240mila euro non sono bruscolini
Parla a vanvera chi della Rai ha percezione dal divano di casa, contento o no di quanto propone ai suoi utenti o chi siede nelle poltrone dei piani alti di viale Mazzini, prigioniero delle dinamiche nepotistiche interne all’azienda, delle centrali direzionali che contano sul potere riflesso delle icone televisive emanazione de partiti. Altrimenti sarebbe misterioso l’allucinante assioma della tesi “senza i volti celebri” la concorrenza è impossibile.
Tutto nasce dalla legge sull’editoria che imporrebbe di retribuirli con cifre massime di duecentoquarantamila euro. “Ce li ruberebbero Mediaset e La7” lamentano i vertici Rai, con enfasi terroristica. Fingono di non conoscere il patrimonio di professionalità che con banali operazioni di valorizzazione sarebbero in grado di proporre in tempi rapidi come successori di Baudo, Vespa (contratto da 1,8 milioni), Giletti e Clerici (500mila), Fazio (2 milioni).
Le controprove si sprecano. E’ dimostrato dalla storia della Rai che chiunque sia dotato di qualità televisive, se proposto ripetutamente e in fasce di grande ascolto, dopo poco diventa “volto celebre”.
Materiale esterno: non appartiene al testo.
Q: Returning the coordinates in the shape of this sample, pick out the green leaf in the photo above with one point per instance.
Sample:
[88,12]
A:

A Dall’Orto e agli staff dei direttori delle Reti sarebbe sufficiente un’indagine interna accurata per scoprire giornalisti, gente di spettacolo o all’esterno da retribuire con i citati 240mila euro, che bruscolini non sono. Non andrà così e la legge che fissa questo tetto di compensi sarà aggirata, ci si può scommettere, perché anche la Rai è parte del Paese di Pulcinella.